Stata module to draw violin plots
violinplot
draws so called violin plots that illustrate the distributions
of the specified variables. A violin plot is an overlay of a (reflected) density
estimate and a box plot.
violinplot
Stata 15 or newer as well as the following packages from SSC:
dstat
, moremata
, palettes
, colrspace
Installation from GitHub:
. net from https://raw.githubusercontent.com/benjann/violinplot/main/
. net install violinplot, replace
Installation from SSC:
. ssc install violinplot, replace
Install dependencies from SSC:
. ssc install dstat, replace
. ssc install moremata, replace
. ssc install palettes, replace
. ssc install colrspace, replace
Some examples (use of the grytsle
package is made; type ssc install grstyle
to install the package):
clear all
sysuse nlsw88
grstyle init
grstyle set imesh
grstyle set color sb muted
violinplot wage ttl_exp tenure, pdf(ll(0))

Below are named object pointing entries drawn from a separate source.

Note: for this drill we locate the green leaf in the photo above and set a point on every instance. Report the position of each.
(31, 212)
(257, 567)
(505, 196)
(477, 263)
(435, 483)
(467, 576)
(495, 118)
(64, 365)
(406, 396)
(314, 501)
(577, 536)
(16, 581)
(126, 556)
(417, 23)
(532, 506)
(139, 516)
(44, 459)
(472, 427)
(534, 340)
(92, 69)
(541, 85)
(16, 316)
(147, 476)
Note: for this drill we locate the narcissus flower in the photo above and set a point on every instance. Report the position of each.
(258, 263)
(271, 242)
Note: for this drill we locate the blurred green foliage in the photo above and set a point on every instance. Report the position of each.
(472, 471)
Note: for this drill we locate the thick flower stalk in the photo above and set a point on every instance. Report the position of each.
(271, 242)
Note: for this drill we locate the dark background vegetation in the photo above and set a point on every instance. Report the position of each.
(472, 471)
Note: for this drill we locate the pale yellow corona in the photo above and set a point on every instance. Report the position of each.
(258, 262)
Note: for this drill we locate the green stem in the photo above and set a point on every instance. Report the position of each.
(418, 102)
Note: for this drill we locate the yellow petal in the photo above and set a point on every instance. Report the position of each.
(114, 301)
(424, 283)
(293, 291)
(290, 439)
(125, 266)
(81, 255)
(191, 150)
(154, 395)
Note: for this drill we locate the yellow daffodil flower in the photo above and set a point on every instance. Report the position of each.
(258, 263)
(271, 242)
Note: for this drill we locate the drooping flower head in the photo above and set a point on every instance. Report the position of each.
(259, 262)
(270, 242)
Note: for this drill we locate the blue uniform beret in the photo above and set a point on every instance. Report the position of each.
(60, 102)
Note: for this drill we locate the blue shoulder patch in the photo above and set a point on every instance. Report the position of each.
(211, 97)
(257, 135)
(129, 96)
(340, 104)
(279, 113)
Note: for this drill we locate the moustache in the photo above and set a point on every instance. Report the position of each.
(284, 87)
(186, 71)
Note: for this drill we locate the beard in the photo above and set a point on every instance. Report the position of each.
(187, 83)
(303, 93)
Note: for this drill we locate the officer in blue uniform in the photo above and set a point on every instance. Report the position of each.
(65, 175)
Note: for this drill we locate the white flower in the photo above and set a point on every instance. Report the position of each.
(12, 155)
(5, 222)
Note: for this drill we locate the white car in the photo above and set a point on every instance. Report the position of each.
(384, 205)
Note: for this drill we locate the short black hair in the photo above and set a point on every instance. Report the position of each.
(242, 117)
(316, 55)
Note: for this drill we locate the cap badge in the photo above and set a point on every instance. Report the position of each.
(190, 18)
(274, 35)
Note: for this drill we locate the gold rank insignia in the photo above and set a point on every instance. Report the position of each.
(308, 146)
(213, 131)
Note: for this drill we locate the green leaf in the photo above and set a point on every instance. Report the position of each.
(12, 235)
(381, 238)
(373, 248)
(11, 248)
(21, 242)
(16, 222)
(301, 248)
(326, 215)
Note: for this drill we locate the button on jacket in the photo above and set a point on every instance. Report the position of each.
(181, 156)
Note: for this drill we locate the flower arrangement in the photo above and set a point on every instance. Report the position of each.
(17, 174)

violinplot wage ttl_exp tenure, pdf(ll(0)) fill
violinplot wage ttl_exp tenure, pdf(ll(0)) fill vertical
violinplot (ttl_exp) (tenure), pdf(ll(0)) fill over(race)
violinplot wage, pdf(ll(0)) noline fill(fcolor(%50) lcolor(%100)) over(union) overlay
violinplot wage ttl_exp tenure, pdf(ll(0)) split(union) key(fill)
violinplot wage, pdf(ll(0)) over(industry) colors(plasma) fill nomedian nobox nowhiskers
violinplot wage, pdf(ll(0)) over(industry, sort) colors(plasma) box(type(fill)) nowhiskers
violinplot wage, left dscale(.) rag(offset(-.005) mlcolor(%20))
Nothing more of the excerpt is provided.